Забороновав вспаханное, я снял с третьячки хомут и спутал ее на целине. Потом налил из жбана полный картуз воды и поднес ей. Кобыленка выпила с жадностью и доверчиво положила морду мне на плечо. Испытывая волнение, я гладил ее шею и подбадривающе говорил:
— Ну, ну, милка! Все будет хорошо. Вот увидишь. Приличная из тебя выйдет лошадь. Работящая и безответная…
Дема окликнул меня и, когда я подошел, сердито сказал:
— Хватит нежничать. Передай кобыленку Мишке. А сам становись за плуг…

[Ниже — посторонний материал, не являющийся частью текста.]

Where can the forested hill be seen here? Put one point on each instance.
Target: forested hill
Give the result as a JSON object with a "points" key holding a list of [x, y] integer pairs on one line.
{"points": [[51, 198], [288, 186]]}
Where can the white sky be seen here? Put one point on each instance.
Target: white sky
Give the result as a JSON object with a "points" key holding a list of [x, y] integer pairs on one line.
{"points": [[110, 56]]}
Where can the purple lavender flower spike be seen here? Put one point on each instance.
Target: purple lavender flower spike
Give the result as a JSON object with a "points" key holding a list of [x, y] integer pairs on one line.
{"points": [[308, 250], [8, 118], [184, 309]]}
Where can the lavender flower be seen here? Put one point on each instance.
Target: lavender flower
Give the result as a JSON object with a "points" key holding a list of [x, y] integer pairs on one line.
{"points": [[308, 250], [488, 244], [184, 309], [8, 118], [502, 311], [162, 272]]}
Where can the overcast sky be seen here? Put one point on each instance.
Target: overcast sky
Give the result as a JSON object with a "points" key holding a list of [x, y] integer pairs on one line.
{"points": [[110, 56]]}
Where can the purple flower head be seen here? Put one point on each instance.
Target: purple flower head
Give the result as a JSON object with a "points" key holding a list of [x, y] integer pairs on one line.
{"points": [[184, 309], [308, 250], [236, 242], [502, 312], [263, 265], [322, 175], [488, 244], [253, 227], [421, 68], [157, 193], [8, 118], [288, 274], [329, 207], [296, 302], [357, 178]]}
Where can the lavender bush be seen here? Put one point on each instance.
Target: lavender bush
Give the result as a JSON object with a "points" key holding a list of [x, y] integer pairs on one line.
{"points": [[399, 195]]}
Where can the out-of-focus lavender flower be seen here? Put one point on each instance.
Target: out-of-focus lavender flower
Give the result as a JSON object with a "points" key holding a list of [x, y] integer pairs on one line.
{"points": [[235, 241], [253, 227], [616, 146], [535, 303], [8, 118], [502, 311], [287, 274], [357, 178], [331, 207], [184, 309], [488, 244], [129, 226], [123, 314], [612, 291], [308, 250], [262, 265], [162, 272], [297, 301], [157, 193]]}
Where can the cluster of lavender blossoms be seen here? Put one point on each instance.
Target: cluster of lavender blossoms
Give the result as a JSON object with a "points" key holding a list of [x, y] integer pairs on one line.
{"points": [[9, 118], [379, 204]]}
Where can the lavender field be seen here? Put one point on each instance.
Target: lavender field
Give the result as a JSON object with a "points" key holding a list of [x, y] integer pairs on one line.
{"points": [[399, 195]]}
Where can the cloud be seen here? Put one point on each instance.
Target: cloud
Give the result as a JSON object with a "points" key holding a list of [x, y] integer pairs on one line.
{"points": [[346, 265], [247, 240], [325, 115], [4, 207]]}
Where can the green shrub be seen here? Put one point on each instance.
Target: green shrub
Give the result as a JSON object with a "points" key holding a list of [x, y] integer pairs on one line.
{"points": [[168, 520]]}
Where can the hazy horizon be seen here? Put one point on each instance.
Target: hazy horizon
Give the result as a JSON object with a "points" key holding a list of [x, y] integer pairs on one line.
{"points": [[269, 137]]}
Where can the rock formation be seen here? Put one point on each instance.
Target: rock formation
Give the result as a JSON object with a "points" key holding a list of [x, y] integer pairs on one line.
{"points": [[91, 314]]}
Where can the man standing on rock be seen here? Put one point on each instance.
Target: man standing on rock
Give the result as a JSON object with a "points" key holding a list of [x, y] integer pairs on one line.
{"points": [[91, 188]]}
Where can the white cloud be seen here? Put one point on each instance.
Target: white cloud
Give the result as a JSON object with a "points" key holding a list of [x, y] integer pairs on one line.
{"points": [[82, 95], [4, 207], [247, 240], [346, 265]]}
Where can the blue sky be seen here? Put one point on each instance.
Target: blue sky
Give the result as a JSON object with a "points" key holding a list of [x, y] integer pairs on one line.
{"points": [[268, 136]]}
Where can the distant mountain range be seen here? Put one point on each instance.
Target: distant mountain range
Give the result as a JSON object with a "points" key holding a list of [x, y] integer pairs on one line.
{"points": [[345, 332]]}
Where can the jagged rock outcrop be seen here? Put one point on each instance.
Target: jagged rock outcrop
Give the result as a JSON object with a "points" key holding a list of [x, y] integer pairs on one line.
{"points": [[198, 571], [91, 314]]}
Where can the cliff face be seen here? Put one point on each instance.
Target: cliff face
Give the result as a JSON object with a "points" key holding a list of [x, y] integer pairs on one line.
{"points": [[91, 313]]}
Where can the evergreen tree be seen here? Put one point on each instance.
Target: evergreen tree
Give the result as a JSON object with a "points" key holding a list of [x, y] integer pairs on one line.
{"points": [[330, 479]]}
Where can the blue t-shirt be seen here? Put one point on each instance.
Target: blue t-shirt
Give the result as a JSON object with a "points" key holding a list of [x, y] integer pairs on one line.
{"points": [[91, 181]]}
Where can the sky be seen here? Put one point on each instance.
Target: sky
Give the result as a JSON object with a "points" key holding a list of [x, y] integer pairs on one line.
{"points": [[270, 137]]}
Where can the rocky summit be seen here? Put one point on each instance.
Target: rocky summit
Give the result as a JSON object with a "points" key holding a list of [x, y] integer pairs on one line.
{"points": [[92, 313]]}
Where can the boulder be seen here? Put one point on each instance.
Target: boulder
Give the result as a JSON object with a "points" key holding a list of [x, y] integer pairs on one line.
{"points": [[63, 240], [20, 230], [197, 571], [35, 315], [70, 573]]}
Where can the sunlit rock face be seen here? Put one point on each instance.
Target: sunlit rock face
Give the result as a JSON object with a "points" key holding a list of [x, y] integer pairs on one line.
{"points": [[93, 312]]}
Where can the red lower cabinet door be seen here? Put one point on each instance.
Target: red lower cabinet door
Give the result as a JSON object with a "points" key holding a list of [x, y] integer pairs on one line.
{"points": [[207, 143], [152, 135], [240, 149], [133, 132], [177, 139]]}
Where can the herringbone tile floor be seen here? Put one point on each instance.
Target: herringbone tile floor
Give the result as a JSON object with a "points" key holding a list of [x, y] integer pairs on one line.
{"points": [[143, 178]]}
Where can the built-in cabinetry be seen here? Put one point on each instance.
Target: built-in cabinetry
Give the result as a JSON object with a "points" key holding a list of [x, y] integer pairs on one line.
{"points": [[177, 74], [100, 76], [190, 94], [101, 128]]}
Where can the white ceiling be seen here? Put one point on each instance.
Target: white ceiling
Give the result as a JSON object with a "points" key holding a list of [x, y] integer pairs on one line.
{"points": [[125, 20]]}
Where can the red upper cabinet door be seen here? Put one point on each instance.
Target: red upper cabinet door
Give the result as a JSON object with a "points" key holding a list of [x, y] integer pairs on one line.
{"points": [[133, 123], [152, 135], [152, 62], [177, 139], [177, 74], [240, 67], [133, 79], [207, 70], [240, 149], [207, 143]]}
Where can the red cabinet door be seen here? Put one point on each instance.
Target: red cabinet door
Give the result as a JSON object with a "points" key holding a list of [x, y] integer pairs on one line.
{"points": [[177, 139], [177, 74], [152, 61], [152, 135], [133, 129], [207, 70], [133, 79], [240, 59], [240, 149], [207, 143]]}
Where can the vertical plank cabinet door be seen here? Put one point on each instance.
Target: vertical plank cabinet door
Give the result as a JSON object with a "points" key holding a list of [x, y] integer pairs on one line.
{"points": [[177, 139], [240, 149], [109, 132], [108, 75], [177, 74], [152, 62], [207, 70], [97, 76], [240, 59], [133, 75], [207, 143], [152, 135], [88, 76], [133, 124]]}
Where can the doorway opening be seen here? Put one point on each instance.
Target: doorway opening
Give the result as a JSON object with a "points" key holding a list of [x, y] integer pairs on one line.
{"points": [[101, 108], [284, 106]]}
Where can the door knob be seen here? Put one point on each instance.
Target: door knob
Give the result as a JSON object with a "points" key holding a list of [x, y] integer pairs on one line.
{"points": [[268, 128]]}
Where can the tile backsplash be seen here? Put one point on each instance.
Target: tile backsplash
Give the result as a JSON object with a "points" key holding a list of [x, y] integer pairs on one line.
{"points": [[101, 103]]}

Опять все ясно. Третьячку можно не запрягать час, другой. Да и жара спадала. Лошаденка уже не будет капризничать. А до конца ходить за плугом у Мини — кишка топка. Вот и упросил брата. Но я опять ничего не сказал и пошел за плугом. Противна была собственная безропотность. Но ничего другого не оставалось. Дема мог бы снова предложить мне убираться на все четыре стороны. А то и сам прогнал бы. И отцу наврал бы, что я отказался работать. А кому бы поверил Петр Фомич, батраку или родному сыну?
Голод нудно сосал под ложечкой. Но руки крепко держали плуг. Все так же отваливался подрезанный лемехом лоснящийся пласт чернозема. Чья это была десятина? Какого безлошадника? И сколько их будет, таких бедняцких десятин? Все до одной мы засеем пшеницей и рожью. Осенью соберем с половины этой земли урожай и свезем в лапонинские амбары. А из амбаров хлеб этот по весне будет продан тем же беднякам. Только втридорога. Да, так оно и будет. Но все же добывать эти бедняцкие деньги теперь им приходилось куда труднее, чем раньше. Раньше только батраки работали на их лошадях. Теперь же и самим приходилось лямку тянуть. Значит, не все теперь можно делать чужими руками.